La voix nue
Je suis une perfectionniste depuis toujours, ce qui a pour inconvénient notable d'accroître considérablement mes difficultés chaque fois que je débute complètement quelque part. Pour contrer un peu cela et me permettre de commencer à zéro avant de progresser, à chaque célébration de ma naissance, je me vois lancée dans un nouveau défi à accomplir pour l'anniversaire suivant, afin de me forcer à sortir de ma zone de confort et en assumer le résultat même très imparfait.

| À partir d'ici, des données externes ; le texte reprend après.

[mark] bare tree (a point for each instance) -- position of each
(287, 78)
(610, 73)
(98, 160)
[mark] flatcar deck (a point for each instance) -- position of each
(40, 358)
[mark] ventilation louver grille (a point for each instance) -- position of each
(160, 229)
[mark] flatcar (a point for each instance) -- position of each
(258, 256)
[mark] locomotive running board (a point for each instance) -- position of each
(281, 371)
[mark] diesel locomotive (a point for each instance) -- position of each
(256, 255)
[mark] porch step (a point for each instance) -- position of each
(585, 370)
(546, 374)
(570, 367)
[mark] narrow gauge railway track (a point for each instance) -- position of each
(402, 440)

Pour mes 31 ans, il s'agissait de me filmer, peu importe le sujet. J'avais alors montré une vidéo de moi jouant l'Arabesque n°1 de Claude Debussy au piano.

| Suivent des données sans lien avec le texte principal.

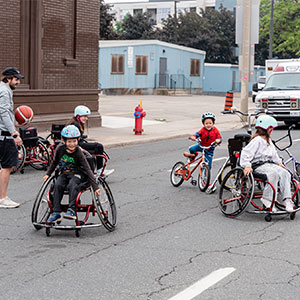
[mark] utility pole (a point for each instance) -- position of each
(245, 56)
(271, 31)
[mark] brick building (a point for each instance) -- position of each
(54, 43)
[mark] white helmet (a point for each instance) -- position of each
(81, 110)
(265, 122)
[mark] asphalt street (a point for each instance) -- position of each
(166, 240)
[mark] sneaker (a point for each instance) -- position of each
(289, 205)
(267, 204)
(8, 203)
(70, 214)
(54, 217)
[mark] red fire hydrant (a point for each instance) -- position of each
(139, 114)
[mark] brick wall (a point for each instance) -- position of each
(9, 34)
(57, 44)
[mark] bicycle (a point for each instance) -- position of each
(295, 169)
(183, 172)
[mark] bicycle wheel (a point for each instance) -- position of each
(234, 201)
(21, 159)
(175, 176)
(224, 172)
(41, 210)
(203, 177)
(39, 157)
(105, 205)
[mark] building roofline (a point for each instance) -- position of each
(117, 43)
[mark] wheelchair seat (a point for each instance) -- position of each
(260, 176)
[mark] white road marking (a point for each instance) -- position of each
(203, 284)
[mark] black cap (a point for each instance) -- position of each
(12, 72)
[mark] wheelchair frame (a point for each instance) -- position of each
(244, 191)
(103, 205)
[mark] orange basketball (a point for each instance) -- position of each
(23, 115)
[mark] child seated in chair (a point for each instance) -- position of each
(261, 155)
(208, 134)
(74, 167)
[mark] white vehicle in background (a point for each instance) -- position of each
(281, 94)
(258, 86)
(271, 64)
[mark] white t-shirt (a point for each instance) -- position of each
(258, 150)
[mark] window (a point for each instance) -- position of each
(137, 11)
(195, 67)
(141, 65)
(117, 64)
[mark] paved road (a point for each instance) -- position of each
(167, 239)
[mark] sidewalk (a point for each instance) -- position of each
(166, 117)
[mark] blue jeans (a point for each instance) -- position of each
(207, 154)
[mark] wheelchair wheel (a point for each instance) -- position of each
(234, 201)
(203, 177)
(176, 179)
(21, 159)
(105, 206)
(225, 170)
(41, 210)
(39, 156)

Cette année, pour mes 32 ans, il s'agissait de monter une vidéo, peu importe la manipulation de montage tant que cela dépassait le fait de sélectionner le début et la fin du fichier.
J'ai eu l'idée en nettoyant ma salle de bain inutilement spacieuse, de faire un montage devant son joli miroir, avec mon propre reflet qui chanterait une deuxième voix.
J'ai repris "Golden Green" d'Agnes Obel, qui chante la mélancolie comme personne.
Evidemment, je vois déjà énormément de défauts, à commencer par l'exposition changeante entre les deux prises. J'ai donc ajouté une petite retouche de colorimétrie au passage, ce qui m'a rassurée sur l'accessibilité de la discipline pour mon petit cerveau.
Le plus difficile a été d'exposer ma voix. Elle est ce que je considère de plus intime, comme si elle pouvait trahir mes pensées et mes émotions les plus profondément enfouies. Je me suis parfois filmée avec le téléphone, en m'accompagnant au piano ; le chant a capella m'a demandé davantage de courage et de lâcher prise, mais je commence à apprécier mes progrès en écoutant ma voix nue.